Law hammer

The High Court has dismissed an appeal by a one Steven Lubwama, seeking orders to overturn a ruling made by a lower court in regard to a land dispute.

In the appeal, he argued that the LC1 and LCII which entertained the dispute earlier did not have jurisdiction to handle the disputes in respect of ownership of the suit Kibanja henceforth requesting for a court order nullifying the decision.

But in a ruling made Tuesday by Justice Andrew Bashaija of the High Court, the appeal was dismissed, with the ruling that the LC courts had the jurisdiction to handle the matter.

“Under section 10(1) (a) LCCA and 2nd Schedule to the same Act, the LCCs have jurisdiction to handle matters of trespass and in section 10(1) (b) and 3rd Schedule, disputes in respect of land held under customary tenure.  Under section 10 (e) (supra) the LCCs have wider jurisdiction to handle matters relating to land generally. I therefore find no merit in grounds 2 and 3 of appeal as well,” Justice Bashaija ruled.

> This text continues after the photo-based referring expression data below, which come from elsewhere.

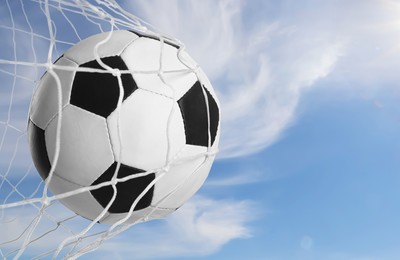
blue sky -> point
(310, 150)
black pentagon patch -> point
(166, 40)
(38, 149)
(194, 111)
(99, 92)
(127, 191)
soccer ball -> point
(145, 109)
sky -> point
(309, 156)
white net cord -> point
(33, 223)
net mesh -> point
(34, 33)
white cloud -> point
(259, 71)
(201, 227)
(243, 177)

He further added that Lubwama had a chance of raising the objection at the lower courts but he did not.

“As such, this court (High Court) is not required to re-evaluate the evidence which is essentially the duty of the first appellate court. Even where the trial court has erred, the appellate court will only interfere where the error has occasioned a miscarriage of justice. The 2nd appellate court may only interfere with the decision of the immediate lower appellate court, if that court misapplied or failed to apply the principles of the law or the decision was manifestly erroneous.

“The LCCA under section 12 also provides for objection to jurisdiction. The Appellant had all his chances to object but he did not. Therefore, the objection being raised now is an afterthought which did not occasion a miscarriage of justice on the part of the Appellant. The appeal has no merit and it is accordingly dismissed it with costs to the Respondent.”

Background of the case

Lubwama bought a Kibanja from Ms. Painento Kaggwa Serina, a member of the Muganzilwazza Growers Co-Operative Society, on 21/05/1972. The Kibanja had clear boundary marks which had been in existence for 32 years. However, disputes later developed over the boundaries between Lubwama and the Muganzilwazza Growers Co-Operative Society, which had sold him the land.

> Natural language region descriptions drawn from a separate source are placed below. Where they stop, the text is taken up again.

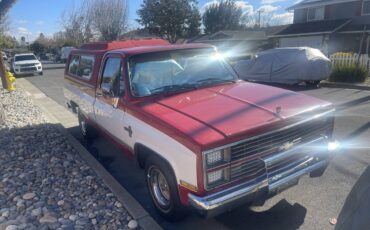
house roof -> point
(351, 28)
(316, 27)
(315, 3)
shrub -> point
(350, 73)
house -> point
(329, 25)
(239, 42)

Muganzilwazza Growers Co-Operative Society claimed that Lubwama had extended the boundaries and encroached on the Kibanja that belonged to the Respondent. The dispute was referred to the LC1 court of Katooke which decided in favor of Lubwama.

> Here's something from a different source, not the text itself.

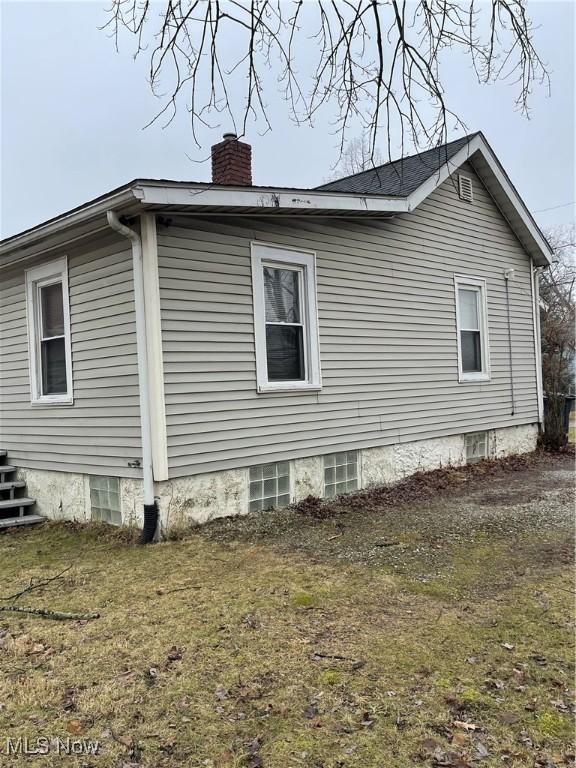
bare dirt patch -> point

Muganzilwazza appealed to the LCII court of the area which also ruled in favour of Lubwama.

Muganzilwazza then filed an appeal in the LCIII court of Nabweru and still lost.

It then filed an appeal in the Chief Magistrate’s Court of Nabweru, with  then Chief Magistrate Joy K. Bahinguza ruling in the Coop society’s favour.

The trial court then ordered Lubwama to immediately remove any structures that he had constructed on the disputed land, and each party was to meet their own costs.

Dissatisfied with the judgment and orders of the trial court, the Appellant was and filed this appeal advanced three grounds of appeal as follows:

That the learned trial magistrate erred in law and fact when she held that the Muganzilwazza is a legally existing co-operative society whereas not.

That  trial magistrate erred in law and fact when she entertained and upheld proceedings from the L.C Courts which had handled the subject matter without jurisdiction to do so.

That the trial magistrate erred in law and fact when she relied on the L.C 1 and L.C II judgments which had been passed by the said courts when did not have jurisdiction.

At the hearing of this appeal, Lubwama was represented by Kenneth Kajeke while the Muganzilwazza was represented by Counsel Twinamatsiko.